23.03.2011 | Editorial | The Times
Alors que
les pays d'’Afrique du Nord sont en proie aux convulsions de la
rébellion, de la répression et de la guerre, le moment
semble idéal pour s’interroger sur l’avenir du continent.
C’est justement l’objectif du premier Sommet des PDG africains
organisé par le Times, qui se tient ce 22 mars Londres et au
cours duquel interviendront entre autres le président du Rwanda,
Paul Kagame, le président du Gabon, Ali Bongo Ondimba et le ministre
britannique des Affaires Etrangères, William Hague.
Ce sommet aborde des questions cruciales pour l’Afrique. Le potentiel
économique de ce continent de 860 millions de consommateurs est
énorme. On a découvert du pétrole et du gaz en
Ouganda et en Tanzanie. Les entreprises locales sont florissantes, à
tel point que l’homme d’affaires nigérian Aliko Dangote
— qui participe au sommet — pourrait devenir le 51e homme
le plus riche du monde en investissant dans les marchés africains
du sucre, de la farine et du ciment. Les investissements étrangers
commencent également à affluer.
L’amélioration des critères de gouvernance est une
condition essentielle à la prospérité du secteur
privé. Quand le doute plane sur la mise en œuvre des contrats,
quand les autorités légales n’ont aucun poids, quand
les infrastructures nationales sont inadéquates — et ce
sont là des problèmes récurrents —, c’est
qu’un gouvernement efficace fait cruellement défaut.

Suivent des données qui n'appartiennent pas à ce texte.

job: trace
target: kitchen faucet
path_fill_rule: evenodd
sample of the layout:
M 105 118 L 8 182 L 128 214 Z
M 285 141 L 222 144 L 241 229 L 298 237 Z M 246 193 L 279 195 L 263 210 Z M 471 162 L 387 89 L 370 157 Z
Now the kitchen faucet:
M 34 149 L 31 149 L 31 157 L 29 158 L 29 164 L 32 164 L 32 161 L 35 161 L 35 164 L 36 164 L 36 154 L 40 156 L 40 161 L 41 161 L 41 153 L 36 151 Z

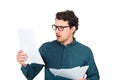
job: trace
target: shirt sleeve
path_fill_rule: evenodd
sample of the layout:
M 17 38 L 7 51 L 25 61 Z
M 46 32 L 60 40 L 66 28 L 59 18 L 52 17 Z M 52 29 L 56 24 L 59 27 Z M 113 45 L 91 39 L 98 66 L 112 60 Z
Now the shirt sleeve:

Dans toute l’Afrique, les investissements synonymes de prospérité
attendent la mise en place d’infrastructures adéquates,
par exemple dans les télécommunications et les finances.
Le progrès ne peut en outre se faire qu’avec des populations
en meilleure santé et alphabétisée. Quand les gouvernements
sont incapables d’éradiquer la corruption ou de consolider
leur base fiscale, ils ne peuvent offrir la stabilité et la certitude
dont ont besoin les investisseurs.
La diversité des régimes en Afrique met aussi en lumière
une des questions primordiales de notre époque. Si l’avenir
économique du monde doit être une variante du capitalisme,
on peut cependant s’interroger quant à la forme que prendra
ce dernier. En dépit de tous ses problèmes de corruption,
le Kenya tente de se doter d’un modèle reposant sur la
libre expression, une économie de marché et un système
politique susceptible de satisfaire une classe moyenne de plus en plus
aisée.
L’Ethiopie, par exemple, propose un autre modèle de développement.

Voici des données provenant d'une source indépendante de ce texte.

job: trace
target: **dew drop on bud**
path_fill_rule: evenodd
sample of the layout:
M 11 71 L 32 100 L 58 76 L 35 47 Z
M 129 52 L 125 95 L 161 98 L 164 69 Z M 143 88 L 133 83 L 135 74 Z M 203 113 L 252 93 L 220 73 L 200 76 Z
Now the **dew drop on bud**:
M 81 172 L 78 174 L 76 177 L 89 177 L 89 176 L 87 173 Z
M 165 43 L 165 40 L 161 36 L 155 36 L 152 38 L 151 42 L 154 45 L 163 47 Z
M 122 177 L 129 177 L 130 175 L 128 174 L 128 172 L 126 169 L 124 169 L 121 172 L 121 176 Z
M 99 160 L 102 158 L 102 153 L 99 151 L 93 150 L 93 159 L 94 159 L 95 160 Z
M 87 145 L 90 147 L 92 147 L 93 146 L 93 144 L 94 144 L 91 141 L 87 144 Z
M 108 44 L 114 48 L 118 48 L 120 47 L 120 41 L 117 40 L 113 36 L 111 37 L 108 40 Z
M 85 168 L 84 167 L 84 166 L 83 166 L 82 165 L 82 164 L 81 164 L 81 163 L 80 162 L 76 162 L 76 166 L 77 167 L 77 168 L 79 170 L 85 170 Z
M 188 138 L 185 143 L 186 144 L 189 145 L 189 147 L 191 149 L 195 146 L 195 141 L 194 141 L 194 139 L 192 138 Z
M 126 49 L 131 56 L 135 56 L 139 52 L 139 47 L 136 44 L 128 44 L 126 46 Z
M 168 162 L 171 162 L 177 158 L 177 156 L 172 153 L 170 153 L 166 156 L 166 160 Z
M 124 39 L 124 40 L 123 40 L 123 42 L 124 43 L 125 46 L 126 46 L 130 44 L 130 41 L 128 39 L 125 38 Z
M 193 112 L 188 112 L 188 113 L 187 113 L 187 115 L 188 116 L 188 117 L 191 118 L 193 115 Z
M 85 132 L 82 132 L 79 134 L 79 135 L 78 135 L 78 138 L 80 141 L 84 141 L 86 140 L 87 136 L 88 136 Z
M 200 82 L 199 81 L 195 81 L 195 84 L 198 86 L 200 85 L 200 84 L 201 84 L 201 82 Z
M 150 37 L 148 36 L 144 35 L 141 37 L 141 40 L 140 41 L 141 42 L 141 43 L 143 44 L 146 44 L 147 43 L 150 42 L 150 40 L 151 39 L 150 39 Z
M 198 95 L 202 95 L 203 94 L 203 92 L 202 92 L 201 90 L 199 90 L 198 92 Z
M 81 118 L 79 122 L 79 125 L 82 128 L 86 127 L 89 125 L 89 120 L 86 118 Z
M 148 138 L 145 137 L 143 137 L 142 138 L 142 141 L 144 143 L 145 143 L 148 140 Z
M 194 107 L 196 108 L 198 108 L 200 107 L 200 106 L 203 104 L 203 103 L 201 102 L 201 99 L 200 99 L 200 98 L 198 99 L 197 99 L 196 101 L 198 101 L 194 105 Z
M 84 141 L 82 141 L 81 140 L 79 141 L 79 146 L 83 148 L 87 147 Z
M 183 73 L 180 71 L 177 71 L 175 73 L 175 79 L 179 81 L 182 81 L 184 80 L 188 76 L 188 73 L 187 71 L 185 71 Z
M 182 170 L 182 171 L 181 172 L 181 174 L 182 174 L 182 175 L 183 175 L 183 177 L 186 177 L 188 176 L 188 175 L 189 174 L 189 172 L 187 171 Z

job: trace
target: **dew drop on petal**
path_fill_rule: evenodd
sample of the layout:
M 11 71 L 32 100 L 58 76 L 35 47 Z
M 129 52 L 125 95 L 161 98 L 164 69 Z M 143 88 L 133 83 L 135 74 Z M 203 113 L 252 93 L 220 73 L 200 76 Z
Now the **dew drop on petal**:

L’économie y est fortement dominée par l’Etat,
qui ne tolère aucune opposition. Son taux de croissance récent,
sous la tutelle du Premier ministre, Meles Zenawi, est impressionnant,
mais il y a tout lieu de se demander si une telle croissance peut se
maintenir, sachant qu’elle dépend d’un prix du pétrole
à la hausse.
Les mouvements en faveur de la liberté en Afrique du Nord posent
une fois de plus la question fondamentale de savoir si les gouvernements
peuvent imposer durablement un contrôle aussi strict. Peut-être,
tant qu’ils sont soutenus par les investissements chinois. Car
si les Indiens et les Saoudiens ne sont pas loin derrière, la
présence chinoise est la grande nouveauté dans le développement
africain.
Une nouveauté qui doit composer avec deux vieilles réalités.

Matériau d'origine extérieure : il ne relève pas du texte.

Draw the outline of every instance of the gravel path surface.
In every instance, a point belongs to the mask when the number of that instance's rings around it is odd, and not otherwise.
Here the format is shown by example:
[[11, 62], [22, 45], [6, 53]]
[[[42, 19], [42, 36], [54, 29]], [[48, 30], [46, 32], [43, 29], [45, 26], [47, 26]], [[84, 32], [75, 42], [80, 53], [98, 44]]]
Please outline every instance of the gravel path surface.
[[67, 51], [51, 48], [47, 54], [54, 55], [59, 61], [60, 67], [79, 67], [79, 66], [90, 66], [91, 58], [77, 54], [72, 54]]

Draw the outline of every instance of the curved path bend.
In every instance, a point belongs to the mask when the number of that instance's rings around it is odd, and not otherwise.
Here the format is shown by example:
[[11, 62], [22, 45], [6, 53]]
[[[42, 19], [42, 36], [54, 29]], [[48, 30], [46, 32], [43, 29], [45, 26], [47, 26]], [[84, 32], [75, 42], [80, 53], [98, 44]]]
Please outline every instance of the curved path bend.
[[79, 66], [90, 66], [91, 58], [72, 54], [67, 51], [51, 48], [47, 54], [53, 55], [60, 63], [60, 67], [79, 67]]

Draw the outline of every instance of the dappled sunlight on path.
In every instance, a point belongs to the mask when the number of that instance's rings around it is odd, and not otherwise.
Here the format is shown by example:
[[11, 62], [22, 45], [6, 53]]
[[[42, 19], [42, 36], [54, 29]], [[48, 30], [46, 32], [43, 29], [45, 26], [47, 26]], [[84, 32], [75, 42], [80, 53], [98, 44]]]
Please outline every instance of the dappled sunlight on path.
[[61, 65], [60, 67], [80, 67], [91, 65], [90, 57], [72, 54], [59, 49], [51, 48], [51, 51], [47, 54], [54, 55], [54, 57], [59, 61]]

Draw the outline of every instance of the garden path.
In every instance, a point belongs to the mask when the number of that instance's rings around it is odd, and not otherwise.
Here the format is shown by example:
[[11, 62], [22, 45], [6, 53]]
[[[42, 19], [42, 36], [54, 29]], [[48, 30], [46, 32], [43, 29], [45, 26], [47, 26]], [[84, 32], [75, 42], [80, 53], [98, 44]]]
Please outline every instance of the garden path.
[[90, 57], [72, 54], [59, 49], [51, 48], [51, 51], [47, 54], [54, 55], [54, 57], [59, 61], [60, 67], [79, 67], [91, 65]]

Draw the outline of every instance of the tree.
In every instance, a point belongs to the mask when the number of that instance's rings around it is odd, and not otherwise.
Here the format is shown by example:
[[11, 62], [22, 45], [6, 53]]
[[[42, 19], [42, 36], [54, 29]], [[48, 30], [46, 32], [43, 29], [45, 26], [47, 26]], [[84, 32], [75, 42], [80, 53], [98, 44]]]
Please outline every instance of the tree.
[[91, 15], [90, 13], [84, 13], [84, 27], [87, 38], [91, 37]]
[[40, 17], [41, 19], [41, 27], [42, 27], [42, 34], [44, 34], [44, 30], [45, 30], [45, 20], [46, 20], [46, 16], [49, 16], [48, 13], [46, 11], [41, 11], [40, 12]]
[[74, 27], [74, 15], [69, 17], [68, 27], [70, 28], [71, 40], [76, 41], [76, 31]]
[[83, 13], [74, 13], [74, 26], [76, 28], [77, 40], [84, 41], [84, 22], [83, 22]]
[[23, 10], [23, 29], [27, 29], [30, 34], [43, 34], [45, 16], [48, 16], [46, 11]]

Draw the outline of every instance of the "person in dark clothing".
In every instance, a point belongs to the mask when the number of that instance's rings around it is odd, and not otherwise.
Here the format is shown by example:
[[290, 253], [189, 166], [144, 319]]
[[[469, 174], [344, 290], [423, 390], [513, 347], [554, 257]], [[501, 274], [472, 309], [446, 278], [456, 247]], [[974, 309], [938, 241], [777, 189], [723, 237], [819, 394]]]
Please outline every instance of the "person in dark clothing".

La première, ce sont les conflits. L’absence de gouvernements
disposant d’une autorité nationale implique que des conflits
ethniques et tribaux continuent de dégénérer en
guerre civile. La seconde tient à la misère affligeante
des Africains, qui fait pâlir les formidables perspectives qui
se profilent à l’horizon.
L’Afrique souffre durablement de bien des problèmes, mais
jamais l’avenir n’a semblé aussi souriant. La mission
des démocraties, qui ont la chance d’être riches,
est d’accompagner les pays d’Afrique. Les rencontres comme
ce sommet représentent une étape sur cette voie.